Genetic optimization was used to investigate the structure–activity relationship (SAR) between different bi-specific antibody scaffolds and their degradation efficiencies, with the aim of understanding the properties necessary for efficient degradation.38,71 The study found that degradation efficiency is highly dependent on the specific epitopes of the E3 and the POI rather than binding affinity. However, the optimal epitope for an E3 ligase is not universal to all targets, as it varies due to the different complexes formed between POIs and E3 ligases. The flexibility, valency, and orientation of the binding arms in IgG scaffolds also affect degradation efficiency. Therefore, careful optimization of the epitope, affinity, orientation, format, and combination of antibodies is necessary to achieve efficient degradation.

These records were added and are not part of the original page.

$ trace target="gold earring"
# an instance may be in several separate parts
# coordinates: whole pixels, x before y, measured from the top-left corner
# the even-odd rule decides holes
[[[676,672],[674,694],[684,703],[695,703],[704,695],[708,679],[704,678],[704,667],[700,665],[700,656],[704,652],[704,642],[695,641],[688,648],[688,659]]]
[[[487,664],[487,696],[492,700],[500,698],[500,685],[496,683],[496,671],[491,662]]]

The above-mentioned bi-specific antibodies rely on transmembrane E3 ligases and intracellular ubiquitin transfer, limiting their scope to transmembrane proteins and leaving the secreted proteome out of reach. To address this limitation, the Wells group developed a new technology called KineTACs, constructed with genetically encoded human bi-specific antibodies that contain a cytokine arm to target a cytokine receptor, and a target-binding arm for POIs (Fig. 2d).39 By focusing on CXCL12, they demonstrated that KineTACs can efficiently utilize CXCR7 internalization for lysosomal degradation. KineTACs are generalizable against other cytokines (e.g., CXCL11, vMIPII, and IL-2) and have been used to degrade eight therapeutically relevant transmembrane and secreted proteins (PD-L1, HER-2, EGFR, and CDCP1, VEGF, TNF-α, CXCL11, and vMIPII). Compared to LYTACs and AbTACS, CXCL12-based KineTACs are exquisitely selective in degrading target proteins with minimal off-target effects, as revealed by proteomic analyses. However, KineTACs require the target protein to be internalized by a cytokine receptor, which may not be available or functional in all cell types or under all conditions. Additionally, the cytokine arm of KineTACs may activate signaling pathways and induce cytokine-related toxicities in vivo, which needs to be carefully evaluated during preclinical development.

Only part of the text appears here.